Перед тем как закрыть за собой дверь театра, Леля мельком оглянулась.
Колзаков стоял, дожидаясь, на тротуаре. Артиллерийский козырек фуражки с какой-то мрачной лихостью надвинут на правую бровь. Все на нем выгоревшее, старое: гимнастерка, галифе, сапоги. Весь какой-то обтрепанно-подтянутый...
Взбегая одним духом по лестницам, она опять заметила, уже не в первый раз, что, бросив один взгляд, мельком, на человека, она продолжает потом его видеть некоторое время, может рассматривать, улавливать новые подробности. Теперь она заметила-вспомнила, что ниже кармана брюк у Колзакова шел крепко зашитый шов после какого-то разреза. А еще минутой позже вспомнила, что он прихрамывал.
Добежав до своей комнаты, она вылезла на подоконник и высунулась из окна как можно дальше.
Колзаков стоял и серьезно, без улыбки смотрел, закинув голову, на ее окно. Она помахала ему обеими руками. Он постоял, точно в раздумье, кинул руку к козырьку, сделал движение уходить, остановился и тоже помахал рукой...
Наконец была назначена и началась первая настоящая репетиция "Баррикады Парижской коммуны", которую Леля ждала с замиранием сердца, волнением и трепетом. Ролей в пьесе было почти в два раза больше, чем актеров в труппе. Многим приходилось играть по две, а то и три роли.
Кастровский вначале играя развратного версальского аристократа, министра, а начиная с середины второго действия – старого рабочего-коммунара, которого расстреляли по приказу этого самого министра.
Это обстоятельство очень забавляло Кастровского и служило неистощимой темой для шуток. Леля играла противную для нее рольку камеристки графини, а потом любимую – мальчишку-барабанщика, героически погибающего на баррикаде.
Репетиции шли вяло, роли путались, и актерам то и дело приходилось вымарывать или вписывать в свои тетрадка чужие реплики, чтоб заполнить пустоты.
Графиня – Дагмарова, в изнеженной позе облокотившись о пыльные ступеньки, изображавшие козетку, и томно обмахиваясь веером, обернулась на стук. На сцену вышла Леля – камеристка и доложила:
– Маркиза де Монплезир, мадам!
– Просите... – проворковала Дагмарова, изящно щурясь.
Наступила недоуменная пауза. Выходить было некому. Роль маркизы в первом действии читала сама Дагмарова...
– Ерундистика, однако, получается... – досадливо сморщился Павлушин, нетерпеливо оглянулся и вдруг схватил за руку смиренную костюмершу: – Анна Игнатьевна!.. Выручайте! Тут же всего три фразы у маркизы, вы прекрасно справитесь!
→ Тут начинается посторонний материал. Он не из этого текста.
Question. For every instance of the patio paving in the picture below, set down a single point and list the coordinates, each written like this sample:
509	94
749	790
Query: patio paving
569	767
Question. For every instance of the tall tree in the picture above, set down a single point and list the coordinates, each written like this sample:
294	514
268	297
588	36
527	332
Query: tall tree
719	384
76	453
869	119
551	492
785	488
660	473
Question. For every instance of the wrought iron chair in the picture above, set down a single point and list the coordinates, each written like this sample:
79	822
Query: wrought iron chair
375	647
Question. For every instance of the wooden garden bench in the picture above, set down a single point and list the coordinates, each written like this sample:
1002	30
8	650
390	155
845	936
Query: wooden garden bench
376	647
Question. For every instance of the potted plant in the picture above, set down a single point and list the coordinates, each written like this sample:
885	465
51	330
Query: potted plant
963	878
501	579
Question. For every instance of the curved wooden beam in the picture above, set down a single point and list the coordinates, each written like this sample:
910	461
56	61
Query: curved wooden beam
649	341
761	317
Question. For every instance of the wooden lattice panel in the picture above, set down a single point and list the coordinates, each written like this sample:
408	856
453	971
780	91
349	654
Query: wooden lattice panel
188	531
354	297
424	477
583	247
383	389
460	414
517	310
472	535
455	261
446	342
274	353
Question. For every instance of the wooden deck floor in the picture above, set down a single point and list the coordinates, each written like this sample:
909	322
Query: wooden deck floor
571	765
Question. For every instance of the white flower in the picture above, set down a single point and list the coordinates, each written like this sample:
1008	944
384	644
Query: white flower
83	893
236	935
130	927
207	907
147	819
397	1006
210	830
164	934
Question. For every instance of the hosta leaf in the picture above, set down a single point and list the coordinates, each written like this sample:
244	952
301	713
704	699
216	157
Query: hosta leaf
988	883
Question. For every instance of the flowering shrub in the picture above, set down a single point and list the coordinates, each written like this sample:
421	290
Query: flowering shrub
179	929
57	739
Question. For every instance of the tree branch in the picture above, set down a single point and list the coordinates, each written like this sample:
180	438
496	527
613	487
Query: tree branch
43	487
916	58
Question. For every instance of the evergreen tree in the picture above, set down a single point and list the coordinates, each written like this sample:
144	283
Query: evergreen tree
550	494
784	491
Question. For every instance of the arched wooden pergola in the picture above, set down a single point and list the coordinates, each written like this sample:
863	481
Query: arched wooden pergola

Костюмерша обомлела, попятилась и замахала руками, но в глубине души была польщена.
Дагмаров притащил шляпу с перьями, уверяя, что она очень поможет войти в роль, и, ободряюще похлопав Анну Игнатьевну по плечу, подтолкнул на сцену. Она вдруг все забыла, испугалась до столбняка и самозабвения и вместо реплики, которую во весь голос ей подавал суфлер: "Позвольте к вам войти, дорогая?" – после долгого молчания, одичавшим от страха голосом, просипела: "Взойтить мне можна?.."
Сластолюбивый министр – Кастровский, оторвавшись от галантных поцелуев ручек своей фаворитки, невозмутимо ответил ей в тон:
– Чего ж там! Всходи уж, кума!..
Дагмарова, согнувшись пополам, со стоном упала на ступеньку. Гусынин визгливо заржал, дрыгая ногами, сама Леля с размаху села на пол, закрыв лицо руками, повизгивая от хохота. Хохотал даже мрачный рабочий сцены Лотырейников, оскалив желтые зубы, и желчный суфлер, роняя и подхватывая спадающее с носа пенсне.